Banks round the world have still to reveal about half of their likely losses resulting from the financial and economic crisis, the International Monetary Fund said on Wednesday, warning that there was still a "significant" risk of another downward lurch in the global recession.
Protestors face policemen during an anti-International Monetary Fund demonstration in Istanbul.
The IMF described credit risks as remaining "elevated" even though financial conditions have improved significantly since spring.
It said these risks, alongside weakened banks, were likely to depress the availability of new credit and damp the global economic recovery unless significant additional capital was raised to improve the health and lending capability of banking systems.
In its twice-yearly Global Financial Stability Report, published on Wednesday in Istanbul, the IMF, estimated the ultimate losses in the financial system would total $3,400 billion between 2007 and 2010, an improvement from the $4,000 billion estimate it published in April.
The improvement in the prediction of likely losses reflects growing confidence in financial markets and higher assets prices, which have reduced mark-to-market losses on banks' books, and an improved economic outlook, with lowered estimates of credit losses.
Even so, the IMF warned that much still needed to be done to secure a recovery and to ensure that renewed stresses in the financial system did not restart the vicious spiral of banking losses, rationed credit, deeper recession, increased defaults and further banking losses.
Within the banking systems, the IMF estimates that losses will total $2,800 billion alone and that banks have so far recognized only $1,300 billion of those losses. "U.S. domiciled banks have recognized about 60 percent of anticipated writedowns, while euro area and UK domiciled banks have recognized about 40 percent," the report said.

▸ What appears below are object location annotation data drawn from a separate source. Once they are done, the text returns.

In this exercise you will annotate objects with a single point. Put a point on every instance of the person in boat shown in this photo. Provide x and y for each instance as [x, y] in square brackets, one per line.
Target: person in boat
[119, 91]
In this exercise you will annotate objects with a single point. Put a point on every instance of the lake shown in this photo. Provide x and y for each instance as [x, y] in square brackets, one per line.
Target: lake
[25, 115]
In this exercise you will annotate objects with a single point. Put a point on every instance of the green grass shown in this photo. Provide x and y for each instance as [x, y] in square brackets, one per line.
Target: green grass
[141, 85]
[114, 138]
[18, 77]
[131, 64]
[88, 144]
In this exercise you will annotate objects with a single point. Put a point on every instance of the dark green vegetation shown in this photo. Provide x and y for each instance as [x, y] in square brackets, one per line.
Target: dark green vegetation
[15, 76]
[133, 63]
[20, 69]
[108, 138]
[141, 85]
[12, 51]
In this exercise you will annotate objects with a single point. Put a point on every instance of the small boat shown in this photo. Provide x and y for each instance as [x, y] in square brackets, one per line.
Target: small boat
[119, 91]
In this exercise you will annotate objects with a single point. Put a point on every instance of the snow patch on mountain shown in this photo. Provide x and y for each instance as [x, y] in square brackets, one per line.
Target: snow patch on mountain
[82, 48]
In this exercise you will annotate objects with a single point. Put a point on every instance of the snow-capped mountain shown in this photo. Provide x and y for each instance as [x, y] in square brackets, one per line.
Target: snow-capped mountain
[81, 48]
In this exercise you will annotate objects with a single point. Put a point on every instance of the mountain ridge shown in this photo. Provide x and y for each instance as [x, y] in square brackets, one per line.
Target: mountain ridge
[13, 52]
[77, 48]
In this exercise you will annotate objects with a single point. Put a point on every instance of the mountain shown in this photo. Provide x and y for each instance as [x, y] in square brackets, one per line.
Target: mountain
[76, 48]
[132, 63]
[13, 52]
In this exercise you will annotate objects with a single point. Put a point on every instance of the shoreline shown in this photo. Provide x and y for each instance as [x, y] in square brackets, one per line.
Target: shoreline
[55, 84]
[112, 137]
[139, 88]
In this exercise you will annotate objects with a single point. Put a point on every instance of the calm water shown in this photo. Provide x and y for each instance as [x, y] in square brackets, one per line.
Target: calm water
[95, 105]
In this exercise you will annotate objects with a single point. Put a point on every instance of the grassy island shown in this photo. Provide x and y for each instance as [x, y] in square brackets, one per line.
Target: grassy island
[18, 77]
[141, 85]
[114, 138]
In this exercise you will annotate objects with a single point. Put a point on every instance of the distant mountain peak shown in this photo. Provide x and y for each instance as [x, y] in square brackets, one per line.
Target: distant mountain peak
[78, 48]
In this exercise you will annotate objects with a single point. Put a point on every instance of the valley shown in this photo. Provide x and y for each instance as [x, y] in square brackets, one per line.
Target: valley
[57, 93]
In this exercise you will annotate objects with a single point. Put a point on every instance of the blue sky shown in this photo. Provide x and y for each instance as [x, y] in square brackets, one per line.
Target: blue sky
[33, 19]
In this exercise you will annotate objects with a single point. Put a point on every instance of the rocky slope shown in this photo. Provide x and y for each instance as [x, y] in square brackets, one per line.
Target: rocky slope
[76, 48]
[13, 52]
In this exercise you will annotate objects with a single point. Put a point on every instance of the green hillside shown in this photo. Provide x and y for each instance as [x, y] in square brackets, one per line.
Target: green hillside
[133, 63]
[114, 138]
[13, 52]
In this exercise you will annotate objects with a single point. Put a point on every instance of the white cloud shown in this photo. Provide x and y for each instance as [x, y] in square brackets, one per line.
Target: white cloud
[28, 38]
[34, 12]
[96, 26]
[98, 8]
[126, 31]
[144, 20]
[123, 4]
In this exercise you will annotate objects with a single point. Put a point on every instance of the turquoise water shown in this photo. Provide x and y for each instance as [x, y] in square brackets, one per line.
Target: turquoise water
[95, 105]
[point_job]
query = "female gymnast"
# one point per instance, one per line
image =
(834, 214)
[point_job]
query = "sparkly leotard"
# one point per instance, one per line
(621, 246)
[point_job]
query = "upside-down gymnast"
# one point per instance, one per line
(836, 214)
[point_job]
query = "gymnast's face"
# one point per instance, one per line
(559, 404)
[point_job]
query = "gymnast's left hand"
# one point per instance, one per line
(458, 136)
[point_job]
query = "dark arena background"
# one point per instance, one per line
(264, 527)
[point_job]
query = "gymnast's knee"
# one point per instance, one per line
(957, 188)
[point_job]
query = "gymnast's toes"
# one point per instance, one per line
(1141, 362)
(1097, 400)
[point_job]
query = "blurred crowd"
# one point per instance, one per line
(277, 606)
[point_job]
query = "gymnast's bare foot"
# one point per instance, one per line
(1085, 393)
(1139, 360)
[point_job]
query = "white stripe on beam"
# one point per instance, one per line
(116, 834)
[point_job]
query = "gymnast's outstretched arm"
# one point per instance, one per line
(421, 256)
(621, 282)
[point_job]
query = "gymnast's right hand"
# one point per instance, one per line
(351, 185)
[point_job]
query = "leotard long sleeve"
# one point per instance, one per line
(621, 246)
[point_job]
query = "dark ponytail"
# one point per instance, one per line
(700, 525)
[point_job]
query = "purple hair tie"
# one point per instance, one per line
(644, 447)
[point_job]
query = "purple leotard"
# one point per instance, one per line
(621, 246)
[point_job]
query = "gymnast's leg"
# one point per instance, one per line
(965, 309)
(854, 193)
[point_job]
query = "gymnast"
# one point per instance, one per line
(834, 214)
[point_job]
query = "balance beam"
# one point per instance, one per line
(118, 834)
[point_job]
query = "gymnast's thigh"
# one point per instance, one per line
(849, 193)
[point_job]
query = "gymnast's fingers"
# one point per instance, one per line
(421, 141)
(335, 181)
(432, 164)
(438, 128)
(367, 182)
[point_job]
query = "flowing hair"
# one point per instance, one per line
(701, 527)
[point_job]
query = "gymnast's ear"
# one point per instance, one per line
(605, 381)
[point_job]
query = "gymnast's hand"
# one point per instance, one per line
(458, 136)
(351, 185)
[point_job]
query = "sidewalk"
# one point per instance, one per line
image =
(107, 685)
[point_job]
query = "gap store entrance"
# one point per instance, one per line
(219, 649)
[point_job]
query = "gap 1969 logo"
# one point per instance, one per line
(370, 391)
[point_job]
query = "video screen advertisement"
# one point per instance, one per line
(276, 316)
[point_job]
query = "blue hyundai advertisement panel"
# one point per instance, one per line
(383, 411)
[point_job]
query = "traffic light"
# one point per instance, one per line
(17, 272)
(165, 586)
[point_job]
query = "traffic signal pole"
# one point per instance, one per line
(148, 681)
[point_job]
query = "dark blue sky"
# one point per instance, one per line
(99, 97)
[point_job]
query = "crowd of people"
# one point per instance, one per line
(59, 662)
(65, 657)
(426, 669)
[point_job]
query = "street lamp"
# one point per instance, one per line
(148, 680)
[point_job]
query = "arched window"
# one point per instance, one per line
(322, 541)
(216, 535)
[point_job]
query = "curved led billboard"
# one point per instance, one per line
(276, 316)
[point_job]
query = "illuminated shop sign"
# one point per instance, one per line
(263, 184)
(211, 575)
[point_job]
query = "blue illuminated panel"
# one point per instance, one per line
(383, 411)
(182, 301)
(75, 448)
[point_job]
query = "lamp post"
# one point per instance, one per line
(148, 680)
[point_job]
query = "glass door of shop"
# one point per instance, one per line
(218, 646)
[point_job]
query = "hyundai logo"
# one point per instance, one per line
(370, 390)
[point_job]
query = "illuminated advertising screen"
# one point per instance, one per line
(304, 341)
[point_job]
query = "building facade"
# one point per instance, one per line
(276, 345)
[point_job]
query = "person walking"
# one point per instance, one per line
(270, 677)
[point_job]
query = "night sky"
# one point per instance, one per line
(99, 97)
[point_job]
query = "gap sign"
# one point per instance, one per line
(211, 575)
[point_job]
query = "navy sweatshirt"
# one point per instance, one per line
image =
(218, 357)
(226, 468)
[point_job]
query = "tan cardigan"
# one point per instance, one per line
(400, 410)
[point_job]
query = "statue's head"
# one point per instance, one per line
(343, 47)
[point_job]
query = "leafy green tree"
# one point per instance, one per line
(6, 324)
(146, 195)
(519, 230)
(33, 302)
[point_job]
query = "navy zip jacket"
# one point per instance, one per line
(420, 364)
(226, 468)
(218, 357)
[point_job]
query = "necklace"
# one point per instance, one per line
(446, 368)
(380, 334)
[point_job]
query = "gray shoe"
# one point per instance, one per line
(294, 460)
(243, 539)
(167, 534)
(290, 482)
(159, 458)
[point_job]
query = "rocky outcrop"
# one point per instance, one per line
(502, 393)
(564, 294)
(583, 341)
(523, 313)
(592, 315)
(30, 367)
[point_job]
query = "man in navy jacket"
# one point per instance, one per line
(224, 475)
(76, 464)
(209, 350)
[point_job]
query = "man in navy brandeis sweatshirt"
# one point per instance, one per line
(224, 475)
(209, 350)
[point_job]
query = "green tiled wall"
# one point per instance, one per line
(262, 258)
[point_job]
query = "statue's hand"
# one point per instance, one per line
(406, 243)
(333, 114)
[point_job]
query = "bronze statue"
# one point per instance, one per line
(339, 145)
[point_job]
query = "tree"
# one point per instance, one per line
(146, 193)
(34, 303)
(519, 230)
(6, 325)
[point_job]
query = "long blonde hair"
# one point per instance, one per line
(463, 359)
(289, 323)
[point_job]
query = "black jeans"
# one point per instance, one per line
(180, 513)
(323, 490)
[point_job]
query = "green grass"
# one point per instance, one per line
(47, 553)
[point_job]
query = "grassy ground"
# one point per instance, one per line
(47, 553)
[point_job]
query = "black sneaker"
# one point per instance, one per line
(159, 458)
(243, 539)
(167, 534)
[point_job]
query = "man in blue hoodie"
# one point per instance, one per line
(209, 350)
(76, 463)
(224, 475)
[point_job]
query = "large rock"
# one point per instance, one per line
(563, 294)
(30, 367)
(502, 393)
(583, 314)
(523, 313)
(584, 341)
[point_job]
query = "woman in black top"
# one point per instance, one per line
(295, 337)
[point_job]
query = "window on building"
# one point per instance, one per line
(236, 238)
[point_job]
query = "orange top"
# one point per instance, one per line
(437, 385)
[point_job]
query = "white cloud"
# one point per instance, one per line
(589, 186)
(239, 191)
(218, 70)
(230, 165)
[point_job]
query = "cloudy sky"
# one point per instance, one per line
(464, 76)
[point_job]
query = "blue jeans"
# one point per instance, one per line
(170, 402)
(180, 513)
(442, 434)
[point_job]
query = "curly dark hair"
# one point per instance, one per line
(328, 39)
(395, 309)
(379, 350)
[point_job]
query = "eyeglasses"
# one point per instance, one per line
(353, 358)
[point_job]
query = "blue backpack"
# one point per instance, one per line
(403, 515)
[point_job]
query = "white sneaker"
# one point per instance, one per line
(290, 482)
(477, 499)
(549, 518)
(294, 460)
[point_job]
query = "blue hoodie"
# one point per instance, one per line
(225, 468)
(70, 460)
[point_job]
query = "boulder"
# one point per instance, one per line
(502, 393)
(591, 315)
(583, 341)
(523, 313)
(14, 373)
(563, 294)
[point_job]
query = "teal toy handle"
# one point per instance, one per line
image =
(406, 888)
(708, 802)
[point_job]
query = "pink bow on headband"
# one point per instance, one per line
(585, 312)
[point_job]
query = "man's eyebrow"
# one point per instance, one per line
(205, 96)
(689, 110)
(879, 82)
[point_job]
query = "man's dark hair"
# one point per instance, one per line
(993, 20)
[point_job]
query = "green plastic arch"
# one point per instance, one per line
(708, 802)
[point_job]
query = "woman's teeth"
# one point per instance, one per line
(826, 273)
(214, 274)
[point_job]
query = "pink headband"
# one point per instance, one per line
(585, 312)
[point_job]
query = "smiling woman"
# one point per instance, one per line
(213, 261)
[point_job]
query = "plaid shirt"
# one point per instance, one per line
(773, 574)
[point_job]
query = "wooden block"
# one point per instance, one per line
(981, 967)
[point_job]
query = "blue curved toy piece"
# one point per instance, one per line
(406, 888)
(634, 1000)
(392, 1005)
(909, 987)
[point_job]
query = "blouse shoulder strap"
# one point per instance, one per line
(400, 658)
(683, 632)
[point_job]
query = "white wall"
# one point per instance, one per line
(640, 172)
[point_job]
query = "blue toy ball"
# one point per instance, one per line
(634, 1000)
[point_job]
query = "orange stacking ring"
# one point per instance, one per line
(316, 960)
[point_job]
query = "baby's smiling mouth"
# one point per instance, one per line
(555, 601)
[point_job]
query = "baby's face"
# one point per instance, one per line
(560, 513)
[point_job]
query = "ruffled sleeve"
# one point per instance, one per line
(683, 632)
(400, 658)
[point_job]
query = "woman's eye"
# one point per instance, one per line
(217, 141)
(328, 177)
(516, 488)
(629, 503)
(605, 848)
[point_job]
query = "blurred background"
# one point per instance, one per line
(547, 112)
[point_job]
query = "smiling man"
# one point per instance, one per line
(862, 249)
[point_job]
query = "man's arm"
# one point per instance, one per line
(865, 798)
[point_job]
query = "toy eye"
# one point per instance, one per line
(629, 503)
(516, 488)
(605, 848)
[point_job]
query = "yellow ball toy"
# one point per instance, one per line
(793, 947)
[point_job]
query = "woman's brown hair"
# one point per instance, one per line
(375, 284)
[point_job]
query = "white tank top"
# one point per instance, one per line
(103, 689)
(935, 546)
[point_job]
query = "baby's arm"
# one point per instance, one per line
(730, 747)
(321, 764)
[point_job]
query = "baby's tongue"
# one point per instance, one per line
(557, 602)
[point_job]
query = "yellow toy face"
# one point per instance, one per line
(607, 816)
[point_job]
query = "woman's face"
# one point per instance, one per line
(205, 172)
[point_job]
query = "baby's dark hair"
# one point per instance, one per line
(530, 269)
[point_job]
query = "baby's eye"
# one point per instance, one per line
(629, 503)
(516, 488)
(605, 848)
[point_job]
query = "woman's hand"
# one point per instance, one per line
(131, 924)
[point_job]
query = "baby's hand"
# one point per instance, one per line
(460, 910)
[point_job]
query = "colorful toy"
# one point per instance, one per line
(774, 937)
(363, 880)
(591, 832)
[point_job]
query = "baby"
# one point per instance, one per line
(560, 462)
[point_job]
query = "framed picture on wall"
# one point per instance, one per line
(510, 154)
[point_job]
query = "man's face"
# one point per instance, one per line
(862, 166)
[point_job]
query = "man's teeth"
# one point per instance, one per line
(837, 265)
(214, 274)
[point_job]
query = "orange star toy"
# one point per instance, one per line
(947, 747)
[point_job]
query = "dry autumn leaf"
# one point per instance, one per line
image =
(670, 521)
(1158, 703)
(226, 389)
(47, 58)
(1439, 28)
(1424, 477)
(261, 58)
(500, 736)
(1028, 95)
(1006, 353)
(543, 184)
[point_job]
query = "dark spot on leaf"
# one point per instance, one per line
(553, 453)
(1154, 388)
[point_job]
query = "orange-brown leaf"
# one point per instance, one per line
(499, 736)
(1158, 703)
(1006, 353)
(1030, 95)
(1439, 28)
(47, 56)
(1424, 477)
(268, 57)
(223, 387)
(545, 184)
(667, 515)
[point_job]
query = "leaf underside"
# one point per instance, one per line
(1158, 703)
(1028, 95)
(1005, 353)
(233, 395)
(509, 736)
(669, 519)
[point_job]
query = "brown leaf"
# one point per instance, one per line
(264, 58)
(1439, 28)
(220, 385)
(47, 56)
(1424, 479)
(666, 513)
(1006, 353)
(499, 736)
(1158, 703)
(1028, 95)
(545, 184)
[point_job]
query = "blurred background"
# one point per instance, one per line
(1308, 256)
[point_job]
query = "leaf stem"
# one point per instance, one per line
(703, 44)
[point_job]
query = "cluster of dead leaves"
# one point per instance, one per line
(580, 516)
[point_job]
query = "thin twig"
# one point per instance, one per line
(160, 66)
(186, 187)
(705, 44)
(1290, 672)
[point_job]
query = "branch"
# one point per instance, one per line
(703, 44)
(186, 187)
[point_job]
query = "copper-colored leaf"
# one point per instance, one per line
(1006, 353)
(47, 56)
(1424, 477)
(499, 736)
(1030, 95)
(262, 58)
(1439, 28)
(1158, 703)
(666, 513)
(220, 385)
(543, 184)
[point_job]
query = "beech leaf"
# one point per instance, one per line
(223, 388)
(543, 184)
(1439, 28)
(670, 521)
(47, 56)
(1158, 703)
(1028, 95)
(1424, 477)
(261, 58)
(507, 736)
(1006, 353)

The largest proportionate losses in banks are in the U.S. and UK, where losses on residential loans and commercial property, the loans with the highest default rates, account for a greater proportion of banks' balance sheets.
Although banks have been profitable this year as their borrowing costs have fallen with exceptionally low interest rates and the rates charged on lending have remained higher, the IMF warned that this happy position for banks might not last. "In the medium term, banks are likely to suffer reduced margins from paying more for deposits and incur higher interest costs," it said, so greater capital-raising measures were still necessary.
But the capital-raising exercises by banks and recapitalisation by government already undertaken have made banks more resilient to the losses they are likely to incur, the IMF added. Capital will be drained by future losses, but the emergency measures implemented so far meant that "banks in all regions have achieved a degree of stability in their capital positions".
Massive public deficits also complicated the financial stability picture, the IMF warned. They implied that total borrowing needs in certain countries, particularly the U.S. and UK, will exacerbate the difficulties in raising finance for the private sector, and imply the need to raise finance from abroad, potentially undermining the dollar and sterling, or raising long-term market interest rates.
"In terms of regional vulnerability, the UK appears most susceptible to credit constraints ... given its significant reliance on the banking channel and the projected sharp decline in domestic bank balance sheets, as well as substantial public financing needs," said the IMF.